Un equipo de científicos de Corea del Sur ha conseguido multiplicar por siete la duración de las baterías de estado sólido, un avance que promete transformar el almacenamiento de energía en todo el mundo. El logro fue liderado por el Dr. Ki-Seok An y el Dr. Dong-Bum Seo, investigadores del Instituto de Investigación de Tecnología Química de Corea (KRICT), en colaboración con la Universidad Nacional de Chungnam.
Las baterías de estado sólido representan la nueva frontera en tecnologías de almacenamiento eléctrico, ofreciendo mayor seguridad y densidad energética al eliminar el uso de electrolitos líquidos inflamables. Sin embargo, uno de los mayores desafíos había sido la corta vida útil causada por problemas en la interfaz entre el colector de corriente y el electrolito sólido.
Tradicionalmente, para resolver este problema se empleaban metales nobles costosos como recubrimiento, lo que dificultaba la comercialización a gran escala. El equipo coreano logró superarlo desarrollando una técnica de recubrimiento innovadora y mucho más accesible, que permitió que las baterías de estado sólido sin ánodo funcionaran de forma estable durante más de 300 horas en pruebas de laboratorio, frente a las apenas 95 horas de las celdas convencionales.

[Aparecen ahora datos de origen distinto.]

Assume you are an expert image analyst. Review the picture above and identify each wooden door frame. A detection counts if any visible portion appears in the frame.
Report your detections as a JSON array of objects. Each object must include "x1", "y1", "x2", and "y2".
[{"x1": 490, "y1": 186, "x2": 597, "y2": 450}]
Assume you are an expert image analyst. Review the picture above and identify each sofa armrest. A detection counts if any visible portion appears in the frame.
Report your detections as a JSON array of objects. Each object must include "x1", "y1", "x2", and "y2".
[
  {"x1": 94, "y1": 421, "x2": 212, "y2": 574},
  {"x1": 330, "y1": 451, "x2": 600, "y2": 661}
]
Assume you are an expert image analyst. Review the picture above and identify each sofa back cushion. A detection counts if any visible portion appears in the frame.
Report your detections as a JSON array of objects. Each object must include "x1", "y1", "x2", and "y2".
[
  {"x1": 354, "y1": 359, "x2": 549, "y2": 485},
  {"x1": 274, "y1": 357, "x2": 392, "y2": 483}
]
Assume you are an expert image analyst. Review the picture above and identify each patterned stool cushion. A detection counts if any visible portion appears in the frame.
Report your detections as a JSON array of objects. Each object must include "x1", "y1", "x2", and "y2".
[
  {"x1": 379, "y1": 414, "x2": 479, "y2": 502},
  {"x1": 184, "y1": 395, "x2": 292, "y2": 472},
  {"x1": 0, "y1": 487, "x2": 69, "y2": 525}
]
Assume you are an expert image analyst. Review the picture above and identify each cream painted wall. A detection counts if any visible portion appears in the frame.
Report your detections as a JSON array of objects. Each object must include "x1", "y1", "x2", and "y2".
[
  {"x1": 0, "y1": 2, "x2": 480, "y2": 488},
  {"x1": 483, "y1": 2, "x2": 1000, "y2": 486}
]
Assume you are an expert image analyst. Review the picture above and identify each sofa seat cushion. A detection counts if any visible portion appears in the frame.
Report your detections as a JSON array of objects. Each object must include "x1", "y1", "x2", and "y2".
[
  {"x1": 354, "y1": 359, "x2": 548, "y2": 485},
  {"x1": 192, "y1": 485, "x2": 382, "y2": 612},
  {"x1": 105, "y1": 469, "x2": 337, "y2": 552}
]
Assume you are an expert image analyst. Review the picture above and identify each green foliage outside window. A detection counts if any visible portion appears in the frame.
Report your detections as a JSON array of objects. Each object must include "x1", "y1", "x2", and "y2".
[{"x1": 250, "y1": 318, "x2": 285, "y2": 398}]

Este avance no solo aumenta la duración, sino que también mejora la capacidad de descarga y la eficiencia a largo plazo. Según los experimentos, la retención de capacidad tras 20 ciclos es siete veces mayor respecto a las baterías previas, un salto que acerca la tecnología sólida a su adopción masiva en dispositivos móviles, automóviles eléctricos y sistemas de energía renovable.
El Dr. Ki-Seok An, uno de los responsables del proyecto, destacó que el método desarrollado no solo es más eficiente, sino también escalable y de bajo costo, lo que podría acelerar la llegada de baterías avanzadas al mercado global. El estudio fue publicado en la revista Nano-Micro Letters, consolidando su validez científica a nivel internacional.
La solución empleada permite un recubrimiento uniforme y estable durante los ciclos de carga y descarga, evitando la formación de dendritas y mejorando la interacción entre los materiales internos. De esta forma, se resuelve una de las principales barreras para la expansión comercial de las baterías de estado sólido, que podrían desplazar a las de iones de litio tradicionales en la próxima década.
Aunque la tecnología aún se encuentra en fase experimental, los investigadores coreanos prevén su implementación práctica para 2032. Este avance marca un hito y sitúa a Corea del Sur a la vanguardia de la investigación en almacenamiento de energía, gracias al trabajo de equipos como el del KRICT y sus colaboradores.
A medida que el mundo busca soluciones más seguras, duraderas y eficientes para alimentar la electrónica moderna y el transporte sostenible, este logro sienta las bases para una nueva generación de baterías sólidas capaces de transformar industrias enteras.